1

I'm confused by the implementation of the dcache_inval_poc (start, end) as follows: https://github.com/torvalds/linux/blob/v5.15/arch/arm64/mm/cache.S#L134. There is no sanity check for the "end" address, but what will happen if the range (start, end) passes from the upper layer, like dma_sync_single_for_cpu/dma_sync_single_for_device, beyond the L1 data cache size? eg: dcache_inval_poc(start, start+256KB), but L1 D-cache size is 32KB

After going through the source code of the dcache_inval_poc (start, end) https://github.com/torvalds/linux/blob/v5.15/arch/arm64/mm/cache.S#L152 , I tried to convert the loop code to Pseudo-Code in C as the following:

x0_kaddr = start;

while ( start < end){

dc_civac( x0_kaddr );

x0_kaddr += cache_line_size;

}

If "end - start" > L1 D-cache size, the loop will still run, however, the "x0_kaddr" address no longer exists in the D-cache.

windxlnx
  • 15
  • 5

1 Answers1

2

Your confusion comes from fact that you thinking in terms of cache lines somehow mapped on top of some memory range. But function is Invalidate range by virtual address in terms of available mapped memory.

So far as start and end parameters are valid virtual addresses of general memory that's fine.


Memory range does not have to be cached as a whole, only some data out of given range might be cached or none at all.

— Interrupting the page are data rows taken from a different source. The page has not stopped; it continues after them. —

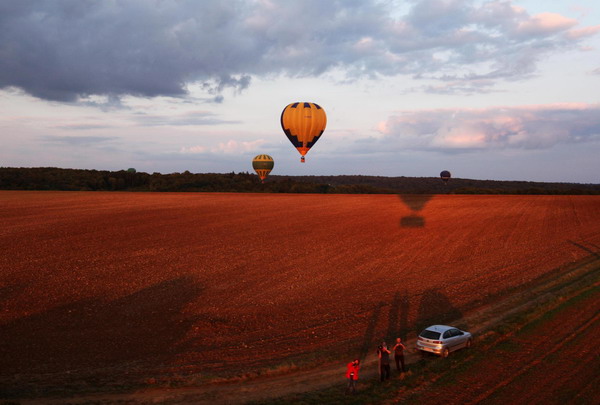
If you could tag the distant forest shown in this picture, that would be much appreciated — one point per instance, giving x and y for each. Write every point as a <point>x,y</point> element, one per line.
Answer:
<point>51,178</point>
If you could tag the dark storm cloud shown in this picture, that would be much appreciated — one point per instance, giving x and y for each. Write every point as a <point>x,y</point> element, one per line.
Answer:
<point>67,50</point>
<point>526,127</point>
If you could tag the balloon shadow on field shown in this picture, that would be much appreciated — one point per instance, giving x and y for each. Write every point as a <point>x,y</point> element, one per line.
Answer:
<point>416,202</point>
<point>587,249</point>
<point>435,309</point>
<point>95,333</point>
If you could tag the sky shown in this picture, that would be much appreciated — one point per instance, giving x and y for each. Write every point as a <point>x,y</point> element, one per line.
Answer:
<point>499,90</point>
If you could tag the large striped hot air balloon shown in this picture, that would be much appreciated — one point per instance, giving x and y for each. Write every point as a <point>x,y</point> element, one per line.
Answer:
<point>303,124</point>
<point>263,164</point>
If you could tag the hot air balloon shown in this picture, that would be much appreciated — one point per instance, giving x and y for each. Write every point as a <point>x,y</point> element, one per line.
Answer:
<point>445,175</point>
<point>263,164</point>
<point>303,124</point>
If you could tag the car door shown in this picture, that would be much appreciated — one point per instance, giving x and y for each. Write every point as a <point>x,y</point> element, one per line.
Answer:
<point>448,339</point>
<point>458,338</point>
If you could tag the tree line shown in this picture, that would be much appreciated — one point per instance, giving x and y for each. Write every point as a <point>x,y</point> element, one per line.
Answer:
<point>52,178</point>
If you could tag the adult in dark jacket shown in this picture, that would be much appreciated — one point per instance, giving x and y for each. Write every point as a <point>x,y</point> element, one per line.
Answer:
<point>384,361</point>
<point>399,354</point>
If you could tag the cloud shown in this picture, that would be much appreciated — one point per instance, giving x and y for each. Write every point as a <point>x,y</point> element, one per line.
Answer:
<point>71,50</point>
<point>79,140</point>
<point>583,32</point>
<point>230,147</point>
<point>545,23</point>
<point>526,127</point>
<point>188,118</point>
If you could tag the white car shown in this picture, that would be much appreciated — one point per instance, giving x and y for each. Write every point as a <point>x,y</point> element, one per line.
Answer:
<point>442,339</point>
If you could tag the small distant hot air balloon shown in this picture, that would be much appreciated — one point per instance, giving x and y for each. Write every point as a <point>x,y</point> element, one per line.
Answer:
<point>445,175</point>
<point>263,164</point>
<point>303,124</point>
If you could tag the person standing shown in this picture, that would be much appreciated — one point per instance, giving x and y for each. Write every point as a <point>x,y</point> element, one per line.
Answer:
<point>352,375</point>
<point>399,354</point>
<point>384,361</point>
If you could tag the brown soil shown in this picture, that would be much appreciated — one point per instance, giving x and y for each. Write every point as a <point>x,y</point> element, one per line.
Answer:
<point>120,292</point>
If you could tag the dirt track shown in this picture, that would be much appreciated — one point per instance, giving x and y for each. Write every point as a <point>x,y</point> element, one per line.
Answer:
<point>121,291</point>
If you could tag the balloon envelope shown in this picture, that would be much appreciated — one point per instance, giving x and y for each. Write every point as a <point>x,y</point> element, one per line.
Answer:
<point>262,165</point>
<point>303,124</point>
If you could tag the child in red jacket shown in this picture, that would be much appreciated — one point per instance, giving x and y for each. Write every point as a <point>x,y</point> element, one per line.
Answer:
<point>352,375</point>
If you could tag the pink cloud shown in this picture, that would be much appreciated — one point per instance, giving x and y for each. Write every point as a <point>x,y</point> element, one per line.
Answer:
<point>524,127</point>
<point>545,23</point>
<point>583,32</point>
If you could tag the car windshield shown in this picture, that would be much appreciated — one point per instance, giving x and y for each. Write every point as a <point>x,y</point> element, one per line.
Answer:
<point>429,334</point>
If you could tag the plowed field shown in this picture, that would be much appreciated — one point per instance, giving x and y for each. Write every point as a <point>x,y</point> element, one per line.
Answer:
<point>105,289</point>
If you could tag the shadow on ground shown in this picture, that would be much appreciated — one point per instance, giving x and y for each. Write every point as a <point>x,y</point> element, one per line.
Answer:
<point>416,202</point>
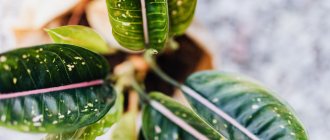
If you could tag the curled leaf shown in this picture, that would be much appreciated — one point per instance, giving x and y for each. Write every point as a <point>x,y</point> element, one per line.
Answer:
<point>157,126</point>
<point>128,25</point>
<point>81,36</point>
<point>256,110</point>
<point>45,68</point>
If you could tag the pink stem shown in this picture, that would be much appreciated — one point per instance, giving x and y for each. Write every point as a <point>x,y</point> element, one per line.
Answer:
<point>52,89</point>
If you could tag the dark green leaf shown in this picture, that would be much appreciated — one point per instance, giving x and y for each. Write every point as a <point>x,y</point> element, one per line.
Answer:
<point>157,126</point>
<point>97,129</point>
<point>81,36</point>
<point>127,23</point>
<point>48,66</point>
<point>181,13</point>
<point>253,106</point>
<point>126,127</point>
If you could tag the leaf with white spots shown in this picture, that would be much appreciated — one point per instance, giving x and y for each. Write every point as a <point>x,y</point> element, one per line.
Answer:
<point>128,24</point>
<point>81,36</point>
<point>97,129</point>
<point>251,106</point>
<point>156,126</point>
<point>181,13</point>
<point>47,88</point>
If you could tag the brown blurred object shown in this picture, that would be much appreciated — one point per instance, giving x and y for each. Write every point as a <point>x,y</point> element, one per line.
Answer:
<point>36,15</point>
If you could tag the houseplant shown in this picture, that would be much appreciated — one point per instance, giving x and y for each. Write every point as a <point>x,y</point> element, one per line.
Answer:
<point>66,90</point>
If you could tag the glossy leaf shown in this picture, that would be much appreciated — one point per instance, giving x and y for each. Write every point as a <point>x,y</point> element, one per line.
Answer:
<point>97,129</point>
<point>49,66</point>
<point>81,36</point>
<point>181,13</point>
<point>127,23</point>
<point>157,126</point>
<point>250,104</point>
<point>126,127</point>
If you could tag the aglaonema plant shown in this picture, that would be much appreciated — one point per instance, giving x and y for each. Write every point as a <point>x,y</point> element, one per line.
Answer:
<point>66,88</point>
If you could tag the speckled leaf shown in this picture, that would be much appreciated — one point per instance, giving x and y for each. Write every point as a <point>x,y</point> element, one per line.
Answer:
<point>127,23</point>
<point>157,126</point>
<point>97,129</point>
<point>250,104</point>
<point>48,66</point>
<point>181,13</point>
<point>81,36</point>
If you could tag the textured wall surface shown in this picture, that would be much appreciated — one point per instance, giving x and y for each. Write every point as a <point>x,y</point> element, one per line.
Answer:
<point>283,43</point>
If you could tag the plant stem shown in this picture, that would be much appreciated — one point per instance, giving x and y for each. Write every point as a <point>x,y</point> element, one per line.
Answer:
<point>149,56</point>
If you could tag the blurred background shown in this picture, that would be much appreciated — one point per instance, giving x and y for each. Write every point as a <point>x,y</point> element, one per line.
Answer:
<point>285,44</point>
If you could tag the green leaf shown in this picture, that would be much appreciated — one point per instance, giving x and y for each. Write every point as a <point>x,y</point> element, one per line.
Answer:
<point>126,127</point>
<point>81,36</point>
<point>49,66</point>
<point>97,129</point>
<point>253,106</point>
<point>181,13</point>
<point>157,126</point>
<point>127,23</point>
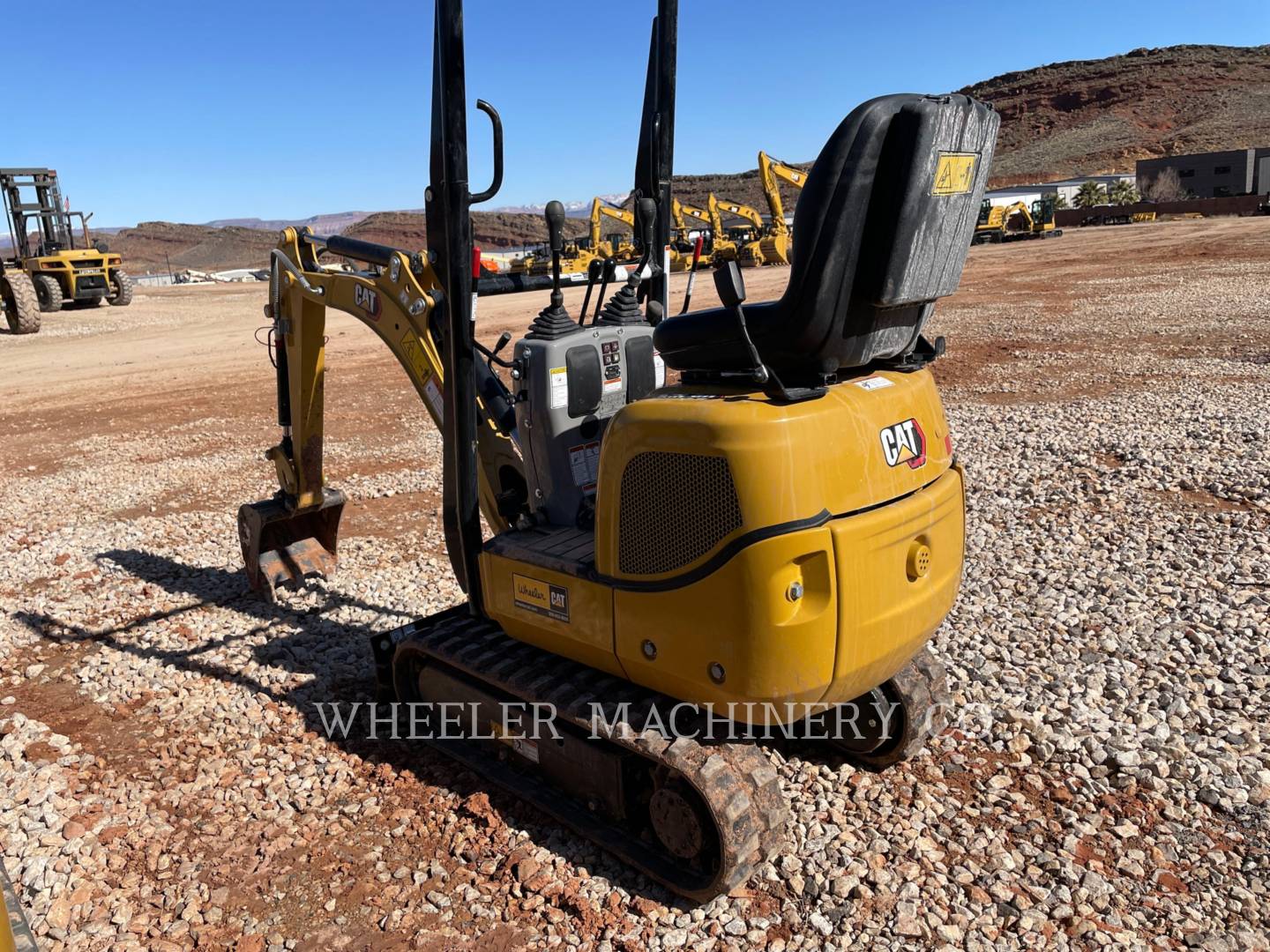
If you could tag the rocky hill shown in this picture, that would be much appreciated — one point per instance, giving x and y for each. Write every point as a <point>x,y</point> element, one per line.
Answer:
<point>1067,118</point>
<point>492,230</point>
<point>1097,115</point>
<point>153,244</point>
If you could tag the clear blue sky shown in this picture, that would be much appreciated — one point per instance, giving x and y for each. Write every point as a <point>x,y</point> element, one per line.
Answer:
<point>190,112</point>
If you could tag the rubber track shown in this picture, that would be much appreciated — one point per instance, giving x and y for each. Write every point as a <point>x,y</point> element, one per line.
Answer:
<point>736,779</point>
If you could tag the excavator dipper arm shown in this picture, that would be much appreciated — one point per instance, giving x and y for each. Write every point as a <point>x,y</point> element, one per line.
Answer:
<point>295,533</point>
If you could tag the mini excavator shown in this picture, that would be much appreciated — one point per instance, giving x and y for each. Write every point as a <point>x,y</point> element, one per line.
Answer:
<point>776,534</point>
<point>775,245</point>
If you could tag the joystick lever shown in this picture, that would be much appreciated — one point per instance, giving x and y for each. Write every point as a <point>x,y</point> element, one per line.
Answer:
<point>556,240</point>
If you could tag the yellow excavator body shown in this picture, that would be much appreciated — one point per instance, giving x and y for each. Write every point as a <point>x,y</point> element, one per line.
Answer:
<point>767,539</point>
<point>874,584</point>
<point>776,245</point>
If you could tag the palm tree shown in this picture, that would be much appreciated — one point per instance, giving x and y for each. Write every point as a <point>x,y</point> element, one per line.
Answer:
<point>1090,193</point>
<point>1123,193</point>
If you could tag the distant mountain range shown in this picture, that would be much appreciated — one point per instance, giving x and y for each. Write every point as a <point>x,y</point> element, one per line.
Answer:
<point>1079,117</point>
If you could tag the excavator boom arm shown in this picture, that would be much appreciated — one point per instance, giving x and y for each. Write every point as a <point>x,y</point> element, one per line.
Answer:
<point>397,305</point>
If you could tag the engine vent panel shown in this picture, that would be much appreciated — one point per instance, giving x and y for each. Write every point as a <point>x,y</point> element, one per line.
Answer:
<point>673,509</point>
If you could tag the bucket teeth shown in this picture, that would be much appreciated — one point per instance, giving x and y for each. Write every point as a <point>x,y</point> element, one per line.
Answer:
<point>282,546</point>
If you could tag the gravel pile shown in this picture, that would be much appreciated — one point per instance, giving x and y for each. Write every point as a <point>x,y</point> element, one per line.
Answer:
<point>1105,782</point>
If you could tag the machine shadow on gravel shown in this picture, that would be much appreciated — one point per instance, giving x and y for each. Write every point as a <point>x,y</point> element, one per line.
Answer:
<point>340,658</point>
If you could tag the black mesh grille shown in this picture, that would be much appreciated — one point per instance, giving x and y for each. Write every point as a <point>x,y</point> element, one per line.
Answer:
<point>675,509</point>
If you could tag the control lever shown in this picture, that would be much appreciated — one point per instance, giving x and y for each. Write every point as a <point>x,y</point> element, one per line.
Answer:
<point>732,292</point>
<point>503,339</point>
<point>556,239</point>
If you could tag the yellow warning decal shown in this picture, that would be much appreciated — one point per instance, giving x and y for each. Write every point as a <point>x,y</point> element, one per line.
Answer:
<point>413,349</point>
<point>540,597</point>
<point>954,175</point>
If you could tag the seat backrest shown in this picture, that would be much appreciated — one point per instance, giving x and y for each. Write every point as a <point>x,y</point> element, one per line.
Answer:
<point>882,231</point>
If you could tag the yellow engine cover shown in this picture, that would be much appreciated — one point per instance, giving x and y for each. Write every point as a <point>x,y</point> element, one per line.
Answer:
<point>750,553</point>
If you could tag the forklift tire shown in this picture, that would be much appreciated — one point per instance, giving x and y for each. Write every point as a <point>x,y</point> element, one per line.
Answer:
<point>20,305</point>
<point>49,292</point>
<point>921,691</point>
<point>121,288</point>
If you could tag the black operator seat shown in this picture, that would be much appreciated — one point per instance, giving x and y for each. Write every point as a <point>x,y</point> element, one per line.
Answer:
<point>882,231</point>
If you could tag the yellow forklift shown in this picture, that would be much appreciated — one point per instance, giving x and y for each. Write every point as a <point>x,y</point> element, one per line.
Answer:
<point>63,267</point>
<point>664,573</point>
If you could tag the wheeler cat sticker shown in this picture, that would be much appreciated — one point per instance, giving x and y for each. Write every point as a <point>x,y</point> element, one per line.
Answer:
<point>540,597</point>
<point>905,443</point>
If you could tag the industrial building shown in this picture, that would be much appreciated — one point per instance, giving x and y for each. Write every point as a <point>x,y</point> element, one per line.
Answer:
<point>1067,188</point>
<point>1236,172</point>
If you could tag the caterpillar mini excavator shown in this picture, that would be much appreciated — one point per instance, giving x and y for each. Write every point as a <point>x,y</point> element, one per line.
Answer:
<point>727,242</point>
<point>773,537</point>
<point>775,247</point>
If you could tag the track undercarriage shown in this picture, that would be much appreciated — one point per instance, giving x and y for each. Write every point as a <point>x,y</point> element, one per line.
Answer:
<point>617,763</point>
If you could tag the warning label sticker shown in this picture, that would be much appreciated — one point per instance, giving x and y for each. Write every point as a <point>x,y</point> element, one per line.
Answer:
<point>559,387</point>
<point>585,464</point>
<point>874,383</point>
<point>540,597</point>
<point>954,175</point>
<point>413,351</point>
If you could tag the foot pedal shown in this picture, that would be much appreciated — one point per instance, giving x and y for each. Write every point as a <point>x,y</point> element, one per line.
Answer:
<point>282,546</point>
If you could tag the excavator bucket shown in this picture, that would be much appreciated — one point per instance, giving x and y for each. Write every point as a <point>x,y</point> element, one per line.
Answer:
<point>282,547</point>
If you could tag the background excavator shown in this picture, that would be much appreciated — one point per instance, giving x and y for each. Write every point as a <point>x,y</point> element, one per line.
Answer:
<point>1015,221</point>
<point>728,242</point>
<point>615,244</point>
<point>628,562</point>
<point>773,247</point>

So say there is 2MB buffer in physical DDR memory that's mapped and could be accessed by virtual addresses.
Say L1 is 32KB.
So up to 32KB out of 2MB buffer might be cached (or none at all). You don't know what part, if any, is in cache.
For that reason you run a loop over virtual addresses of your 2MB buffer. If data block of cache_line_size is in cache, that cache line would be invalidated. If data is not in cache and only in DDR memory, that's basically a nop.

It's good practice to provide start and end addresses aligned to cache_line_size, because memory controller would clip lower bits and you might miss cleaning some data in buffer tail.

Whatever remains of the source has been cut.